Rumsfeld is taking advantage of his new position to push through many of the commission's recommendations. A Pentagon briefing paper issued in 2001 said Rumsfeld's top priorities included modernizing command, control, communications and space capabilities; deploying a missile defense system; and transforming the military with new technologies-many of which integrate space-based electronics and communications systems.
The Pentagon's largest program in this category is the $1.5 billion Space-Based Infrared System (SBIRS), designed to provide a constellation of satellites in both low and high orbits to provide improved warning of ballistic missile launches, as well as to support national missile defense and intelligence collection efforts.
The SBIRS program, however, has recently suffered significant cost overruns. Earlier this year, the Pentagon's Missile Defense Agency announced it would restructure the SBIRS-Low program because of increased costs.
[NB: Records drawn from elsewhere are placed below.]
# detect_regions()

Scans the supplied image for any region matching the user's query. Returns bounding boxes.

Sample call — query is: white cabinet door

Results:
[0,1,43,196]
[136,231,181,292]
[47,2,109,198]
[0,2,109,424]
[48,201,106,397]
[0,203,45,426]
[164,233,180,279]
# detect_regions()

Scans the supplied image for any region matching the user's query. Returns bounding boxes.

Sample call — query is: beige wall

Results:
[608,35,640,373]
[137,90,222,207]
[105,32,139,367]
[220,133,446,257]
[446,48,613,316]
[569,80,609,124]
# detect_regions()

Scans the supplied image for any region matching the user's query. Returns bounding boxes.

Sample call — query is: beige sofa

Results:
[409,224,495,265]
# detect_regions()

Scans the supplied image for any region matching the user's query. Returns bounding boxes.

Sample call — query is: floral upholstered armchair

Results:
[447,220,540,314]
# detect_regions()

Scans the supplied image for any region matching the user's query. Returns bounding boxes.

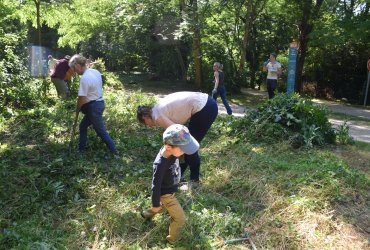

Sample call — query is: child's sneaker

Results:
[179,180,199,192]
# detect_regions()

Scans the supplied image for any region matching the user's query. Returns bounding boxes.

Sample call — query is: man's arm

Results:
[76,96,89,112]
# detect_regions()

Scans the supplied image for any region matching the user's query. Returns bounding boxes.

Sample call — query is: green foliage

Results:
[0,84,369,249]
[230,93,336,147]
[335,122,355,145]
[0,2,39,115]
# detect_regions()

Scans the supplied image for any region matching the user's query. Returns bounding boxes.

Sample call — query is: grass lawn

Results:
[0,75,369,249]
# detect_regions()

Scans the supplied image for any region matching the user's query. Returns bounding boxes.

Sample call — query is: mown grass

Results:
[0,78,369,249]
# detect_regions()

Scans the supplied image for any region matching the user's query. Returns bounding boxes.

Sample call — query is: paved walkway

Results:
[216,88,370,143]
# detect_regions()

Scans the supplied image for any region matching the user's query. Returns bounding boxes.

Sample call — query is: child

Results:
[141,124,200,244]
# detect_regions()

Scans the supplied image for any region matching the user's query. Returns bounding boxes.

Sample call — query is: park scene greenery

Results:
[1,0,369,249]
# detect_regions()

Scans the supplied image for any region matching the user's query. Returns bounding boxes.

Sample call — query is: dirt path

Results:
[220,88,370,143]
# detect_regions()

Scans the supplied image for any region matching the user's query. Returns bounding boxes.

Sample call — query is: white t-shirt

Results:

Under the reorganization, former competitors TRW and Spectrum Astro will work together on the spacecraft, and Raytheon and Northrop Grumman will develop sensor payloads.
In May, Pentagon acquisition chief Edward Aldridge signed a letter to Congress giving his stamp of approval to the SBIRS-High program even though it had exceeded cost limits by at least 25 percent. Insisting that "the alternatives were much more expensive, given the state of the current program," Aldridge expressed confidence in a new management structure for the program set up by Lockheed Martin and Northrop Grumman, which are partners in constructing the high-orbit satellites.
Air Force officials also confirmed that another major satellite program-the $2.7 billion Advanced Extremely High Frequency (AEHF) satellite communications system-might need to be restructured because of cost overruns. The AEHF program is run by Lockheed Martin and TRW.
Meanwhile, Rumsfeld has ordered a study of the feasibility of a proposed new space-based radar system. Designed to provide an unprecedented all-weather surveillance capability for military commanders, the program was killed in the fiscal 2001 Defense appropriations act. Since that time, however, the Air Force has sought to restore it.